How much metadata is produced?

phunni · September 27, 2017, 10:07am

Having backed up the majority of my video files one or two directories at a time, I decided I was close enough now to simply backup the entire video directory and rely on deduplication to make sure it didn’t take too long.

The total size of my video library is 579G and restic says (after 38 hours of backing up - with an estimated 10 remaining!) that we’re 455G through. Backblaze, however, is reporting that I currently have 592.6G data stored there - I have nothing else other than the video backups there.

I was already over 400G of the way through before I started this backup and, honestly, am shocked at how long it’s taking. I know that the B2 backend causes a lot of extra API calls (I forgot to use --force), but, even taking that into account, I’m surprised at how long this is taking.

Mostly, though, I’m surprised at how much data is going up. If I only have 455G backed up (according to restic) then, with 592.6G of data stored that’s 137.6G of meta data… Unless deduplication isn’t working properly…

The command I ran to back everything up:

restic -r b2:redacted:video backup /opt/video/

An example of the commands I ran to get everything else up:

restic -o b2.connections=32 -r b2:redacted:video backup /opt/video/Blackadder/ /opt/video/studio_ghibli/

I also, sometimes, used the --force flag.

rawtaz · September 27, 2017, 10:55am

How long it takes obviously has to do with the network connection and latency. What are those, in this case?

fd0 · September 27, 2017, 10:58am

At least for me that is not unexpected. At the moment, restic will always re-read (and re-hash) all files in a new backup when a backup of a new set of directories is made.

So if you backup /foo/bar and /foo/baz before, the next backup of exactly these two directories will use the old backup to check if files have changed (mainly by timestamp). When a file hasn’t changed, the list of blobs from the previous backup is taken.

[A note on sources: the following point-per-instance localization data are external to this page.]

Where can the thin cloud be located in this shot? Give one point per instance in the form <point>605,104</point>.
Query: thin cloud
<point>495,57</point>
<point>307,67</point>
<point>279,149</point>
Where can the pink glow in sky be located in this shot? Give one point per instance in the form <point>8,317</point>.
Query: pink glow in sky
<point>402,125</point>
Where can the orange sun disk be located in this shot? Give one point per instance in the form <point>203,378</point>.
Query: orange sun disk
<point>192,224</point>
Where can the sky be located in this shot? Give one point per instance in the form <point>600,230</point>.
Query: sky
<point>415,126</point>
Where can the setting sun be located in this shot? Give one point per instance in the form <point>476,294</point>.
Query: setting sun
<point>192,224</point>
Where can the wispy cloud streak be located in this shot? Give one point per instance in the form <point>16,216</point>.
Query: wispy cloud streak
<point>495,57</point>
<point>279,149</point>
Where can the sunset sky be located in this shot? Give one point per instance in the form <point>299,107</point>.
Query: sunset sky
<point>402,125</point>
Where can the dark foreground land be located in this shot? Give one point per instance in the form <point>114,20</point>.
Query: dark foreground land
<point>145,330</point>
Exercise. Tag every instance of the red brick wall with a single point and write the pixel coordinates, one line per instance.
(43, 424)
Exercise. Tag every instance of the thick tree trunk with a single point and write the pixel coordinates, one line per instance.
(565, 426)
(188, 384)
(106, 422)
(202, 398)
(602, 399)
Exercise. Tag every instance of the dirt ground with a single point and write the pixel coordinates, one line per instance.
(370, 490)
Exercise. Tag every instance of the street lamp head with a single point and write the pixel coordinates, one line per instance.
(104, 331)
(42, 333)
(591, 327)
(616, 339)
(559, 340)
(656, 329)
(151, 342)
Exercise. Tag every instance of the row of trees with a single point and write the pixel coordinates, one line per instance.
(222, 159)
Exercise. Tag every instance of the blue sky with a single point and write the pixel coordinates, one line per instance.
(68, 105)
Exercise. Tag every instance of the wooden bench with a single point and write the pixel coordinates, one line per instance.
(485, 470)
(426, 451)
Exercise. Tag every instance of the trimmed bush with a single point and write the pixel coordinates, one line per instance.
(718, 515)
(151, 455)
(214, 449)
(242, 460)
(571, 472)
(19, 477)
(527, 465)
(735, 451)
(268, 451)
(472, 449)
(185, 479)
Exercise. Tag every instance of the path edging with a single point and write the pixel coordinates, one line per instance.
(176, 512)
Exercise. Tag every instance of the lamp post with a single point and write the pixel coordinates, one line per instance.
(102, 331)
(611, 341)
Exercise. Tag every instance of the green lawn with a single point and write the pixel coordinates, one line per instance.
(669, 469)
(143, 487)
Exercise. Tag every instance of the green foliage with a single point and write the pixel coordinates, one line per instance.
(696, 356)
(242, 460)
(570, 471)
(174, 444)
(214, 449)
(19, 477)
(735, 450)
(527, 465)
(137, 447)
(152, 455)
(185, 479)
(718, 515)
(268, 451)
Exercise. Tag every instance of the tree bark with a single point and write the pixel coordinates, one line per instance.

When you backup an new directory, e.g. /foo, or add a directory, restic will currently re-read all files again. This may be optimized in the future, but that’s the way it is right now. And I suspect this is the reason why the backup run takes so long for you right now.

I’m not sure how accurate that estimation is, but depending on the number of files and directories and also the file sizes, restic needs to save the following metadata information:

For each directory, a JSON document is saved that looks like this: restic/doc/design.rst at master · restic/restic · GitHub So if the directory has many files in it, or the files are very large, the documents become large. Unfortunately restic doesn’t support compression yet (the repo format needs to be changed, which we’ll do at some point, but this breaks backwards compatibility for older versions)
Files are split into blobs, which are then repacked into pack files and saved in the repo. Each pack file has a header at the end which states what’s contained in it. This will enlarge the raw data that is there slightly. Restic needs to know which blob is stored at what offset in each of the pack files. In order to not have to read all headers of all pack files at every run, restic writes index files (in the subdir index/ in the repo) which is basically a JSON document with a list of pack files and their contents, like this: restic/doc/design.rst at master · restic/restic · GitHub When there are many blobs and pack files, also these files will probably get large.

For a large collection of video files (which tend to be very large and not have any duplicate data at all) the metadata that needs to be saved is much larger than for other types of files. The sizes you stated (455GiB done vs. 592GiB stored at Backblaze) seem too large for me, that’d mean 30% metadata size → way too much. Also: What’s Backblaze displaying? Gibibyte (as restic) or Gigabyte?

Did you maybe interrupt several backups? In this case there might be data stored in the repo that is not referenced, a run of prune should clean this up.

This is likely not the B2 API, but the re-reading and re-hashing of all data. You should be able to observe the IO of restic on the disc versus the network: The latter should be low, the former high. Also, restic will probably use a lot of CPU.

Can you check how much is really stored within the B2 bucket?

fd0 · September 27, 2017, 11:17am

It looks like Backblaze displays Gigabity. One of my test buckets contains “2.1GB” (Gigabyte) according to the Backblaze website, downloading it reveals that it contains 2095226664 byte of data, which is 1999MiB or 2.0GiB.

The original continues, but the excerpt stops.